Cerco di aggiungere alcuni scarni (e drammatici) numeri, dati statistici per supportare il ragionamento di Diamanti. Forse nessuno di noi, quando partecipa al dibattito sulla sicurezza (o, meglio, sulla insicurezza, sulla paura) nelle nostre città, ha presente tutti insieme questi dati. Ma invece bisogna partire da qui, altrimenti, come in ogni altro campo della realtà, se non c’è verità, se non c’è consapevolezza vera, non potremo mai avvicinarci alla soluzione.

Morti bianche (per incidenti sul lavoro)       1170 (dato 2007, Francia: 593)

Morti per incidenti stradali                         5669 (dato 2006, Francia: 4709)

Omicidi                                                     663 (dato 2006, Francia: 879)

Morti per alcoolismo                                24000 (17000 uomini, 7000 donne)

Morti per incidenti domestici                       8000 (2650 uomini, 5350 donne)

Morti per droga                                           589 (2007)

Suicidi                                                      3200 (2400 uomini, 800 donne)

Casi di abusi sui minori                            10500 (stima Censis, 90% avviene in         famiglia)

Stupri                                                       4578 (dati Human Rights per 2006,

                                                   70% per opera del partner o persona conosciuta,

                                                   solo il 10% sono compiuti da stranieri)

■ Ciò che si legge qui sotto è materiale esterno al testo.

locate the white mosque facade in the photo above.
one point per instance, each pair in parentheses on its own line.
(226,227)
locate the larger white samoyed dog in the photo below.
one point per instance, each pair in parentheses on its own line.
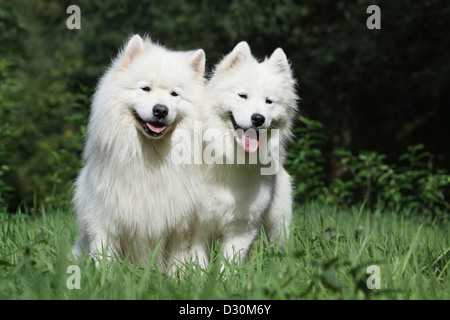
(252,107)
(130,197)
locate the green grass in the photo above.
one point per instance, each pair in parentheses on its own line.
(326,258)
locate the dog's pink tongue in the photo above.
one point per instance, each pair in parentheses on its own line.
(250,144)
(155,129)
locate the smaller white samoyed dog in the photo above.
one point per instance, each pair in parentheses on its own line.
(130,198)
(245,102)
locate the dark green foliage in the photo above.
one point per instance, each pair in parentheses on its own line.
(411,184)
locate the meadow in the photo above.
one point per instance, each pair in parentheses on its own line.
(327,257)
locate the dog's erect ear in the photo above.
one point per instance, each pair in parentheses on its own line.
(197,62)
(133,48)
(279,60)
(239,54)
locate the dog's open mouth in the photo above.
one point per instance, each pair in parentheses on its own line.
(152,128)
(249,137)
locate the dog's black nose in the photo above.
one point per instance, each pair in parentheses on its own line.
(258,119)
(160,111)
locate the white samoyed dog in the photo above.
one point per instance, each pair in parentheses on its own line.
(252,107)
(130,197)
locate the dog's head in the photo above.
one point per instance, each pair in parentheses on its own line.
(158,86)
(251,96)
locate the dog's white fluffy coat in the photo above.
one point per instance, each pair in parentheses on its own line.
(130,198)
(237,199)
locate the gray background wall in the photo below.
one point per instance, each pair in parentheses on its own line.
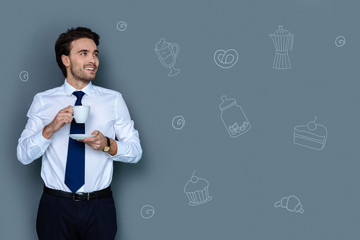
(248,174)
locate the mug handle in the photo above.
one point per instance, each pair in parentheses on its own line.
(177,48)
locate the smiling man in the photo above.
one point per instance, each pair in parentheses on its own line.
(77,201)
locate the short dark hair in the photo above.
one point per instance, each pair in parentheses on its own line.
(62,45)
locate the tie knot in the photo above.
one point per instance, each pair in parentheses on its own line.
(79,95)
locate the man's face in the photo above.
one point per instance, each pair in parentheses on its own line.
(83,60)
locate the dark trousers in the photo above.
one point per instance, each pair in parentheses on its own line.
(62,218)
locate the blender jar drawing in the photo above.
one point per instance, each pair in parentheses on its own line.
(233,117)
(283,42)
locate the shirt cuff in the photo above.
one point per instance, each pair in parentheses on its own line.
(121,149)
(41,141)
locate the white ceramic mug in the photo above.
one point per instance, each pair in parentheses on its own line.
(81,113)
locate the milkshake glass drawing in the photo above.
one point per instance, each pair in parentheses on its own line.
(233,117)
(167,54)
(283,42)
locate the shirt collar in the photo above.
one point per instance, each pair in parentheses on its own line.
(70,89)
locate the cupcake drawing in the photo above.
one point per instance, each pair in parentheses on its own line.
(197,190)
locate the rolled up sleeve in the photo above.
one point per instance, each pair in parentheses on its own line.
(128,144)
(32,144)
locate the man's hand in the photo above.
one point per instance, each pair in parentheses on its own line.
(98,142)
(63,117)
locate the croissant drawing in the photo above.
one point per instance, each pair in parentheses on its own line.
(291,203)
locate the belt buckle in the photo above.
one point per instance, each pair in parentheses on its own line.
(78,197)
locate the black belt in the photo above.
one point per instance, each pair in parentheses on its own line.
(106,192)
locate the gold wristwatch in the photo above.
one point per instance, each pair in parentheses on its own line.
(107,147)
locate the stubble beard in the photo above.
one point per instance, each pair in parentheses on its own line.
(79,74)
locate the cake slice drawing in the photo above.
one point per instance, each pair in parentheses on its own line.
(311,135)
(197,190)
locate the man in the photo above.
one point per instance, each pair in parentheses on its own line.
(77,201)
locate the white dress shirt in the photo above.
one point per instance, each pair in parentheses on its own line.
(108,114)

Poi, certo, vi sono tanti altri reati: scippi, borseggi, furti di auto, furti in appartamento, rapine. Soprattutto vi sono le mafie, di cui si parla sempre meno, che contendono il controllo economico, sociale allo Stato in almeno 4 regioni italiane.

Nessuno vuole sottovalutare qualsiasi tipo di reato. Ma i numeri sopra elencati dicono molto su ciò che noi percepiamo spesso, e quali sono le cose davvero gravissime che minano la sicurezza delle persone, diritto principale della Costituzione per la salvaguardia della vita e della dignità di ogni persona.